2. Рекомбинация вирусного вектора pAdTrack-GFP с плазмидой pAdEasy-1 в бактериях BJ5183

  1. Линейность pAdTrack-GFP и очистка линейной плазмиды.
    1. Приготовьте следующую смесь пищеварения на льду:
      10 мкг pAdTrack-GFP
      5 МКЛ 10x бесцветный буфер
      2 МКЛ Пме I
      H2O до конечного объема 50 МКЛ.
    2. Инкубировать при 37 градусов по Цельсию в течение 3 часов на водяной бане.
    3. Инактивировать при 65 градусов по Цельсию в течение 20 мин.
    4. Проверьте эффективность пищеварения pAdTrack-GFP с Pme I: запустить 1 мкг переваренной плазмиды параллельно с 1 мкг непереваренной плазмиды на 0,8% агарозного геля.
  2. Изоляция и очищение ДНК
    ПРИМЕЧАНИЕ: Шаги 1-6 должны быть выполнены в дым капот.
    1. Добавьте равный объем фенола/хлороформа/изоамилового спирта (25:24:1) над смесью пищеварения и инвертировать трубку до тех пор, пока смесь не станет однородной.
    2. Центрифуга в течение 3 мин при 16200 х г,а затем перенести верхнюю часть в трубку сбора.
    3. Добавьте равный объем фенола/хлороформа/изоамилового спирта (25:24:1) над нижней органической фазой и вихрем.
    4. Центрифуга в течение 3 мин при 16200 х г,а затем перенести верхнюю фазу в ту же трубку сбора.
    5. Добавьте равный объем хлороформа над аквозной фазой, собранной в трубке сбора и вихре.
    6. Центрифуга в течение 3 мин при 16200 х г,а затем перенести верхнюю часть в новую трубку сбора.
    7. Добавьте 1/10 тома 3 М ацетата натрия и 2 тома холодного 100% этанола и вихря.

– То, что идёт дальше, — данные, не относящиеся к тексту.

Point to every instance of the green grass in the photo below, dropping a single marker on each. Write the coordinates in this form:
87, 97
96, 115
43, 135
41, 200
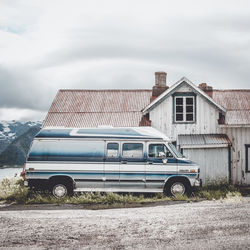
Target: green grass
13, 190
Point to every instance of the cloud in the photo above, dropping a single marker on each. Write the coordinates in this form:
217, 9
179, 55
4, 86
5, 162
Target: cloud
49, 45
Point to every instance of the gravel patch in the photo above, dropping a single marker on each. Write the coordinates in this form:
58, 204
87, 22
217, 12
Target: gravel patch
199, 225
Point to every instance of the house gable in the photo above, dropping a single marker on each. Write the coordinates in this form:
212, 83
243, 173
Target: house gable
201, 117
183, 85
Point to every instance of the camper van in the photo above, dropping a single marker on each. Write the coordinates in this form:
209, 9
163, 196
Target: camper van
139, 159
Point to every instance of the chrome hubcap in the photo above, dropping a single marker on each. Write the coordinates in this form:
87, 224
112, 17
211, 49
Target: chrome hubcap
59, 191
177, 188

    8. Инкубация в течение 1 часа при -70 градусов по Цельсию или на ночь при -20 градусов по Цельсию.
    9. Оттепель образца на льду и центрифуге его в течение 10 мин при 16200 х г и 4 градусов по Цельсию.
    10. Удалите супернатант и добавьте 750 л 75% этанола.

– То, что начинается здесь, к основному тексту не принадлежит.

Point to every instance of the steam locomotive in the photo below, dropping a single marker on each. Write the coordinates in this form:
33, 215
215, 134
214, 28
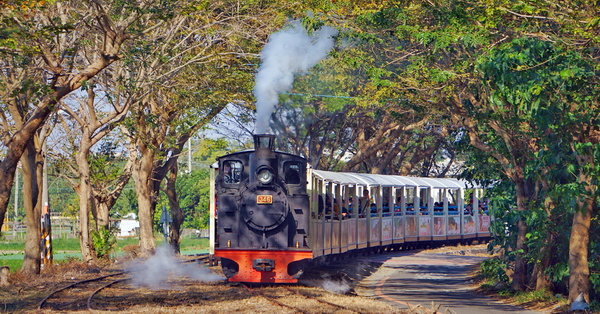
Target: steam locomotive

    11. Центрифуга в течение 3 мин при 16200 х г и 4 градусов по Цельсию и удалить супернатант.
    12. Кратко спина трубки, чтобы удалить все супернатанты и высушить гранулы в капюшоне. Не сушите гранулы ДНК в течение длительного времени, потому что это сложно растворить.
    13. Растворите гранулы в 15 МКЛ H2O.
    14. Измерьте концентрацию ДНК с помощью спектрофотометра (например, нанодрроп).
  3. Трансформация бактерий AdEasier-1 с pAdTrack-GFP
    ПРИМЕЧАНИЕ: На этом этапе происходит рекомбинация pAdTrack-GFP с плазмидой pAdEasy-1.
    1. Подготовка AdEasier-1 (BJ5183-содержащий pAdEasy-1, Addgene #16399) химических компетентных бактерий, используя коммерческий комплект преобразования, следуя инструкциям производителей. Держите aliquots 100 QL компетентных бактерий при -80 градусов по Цельсию.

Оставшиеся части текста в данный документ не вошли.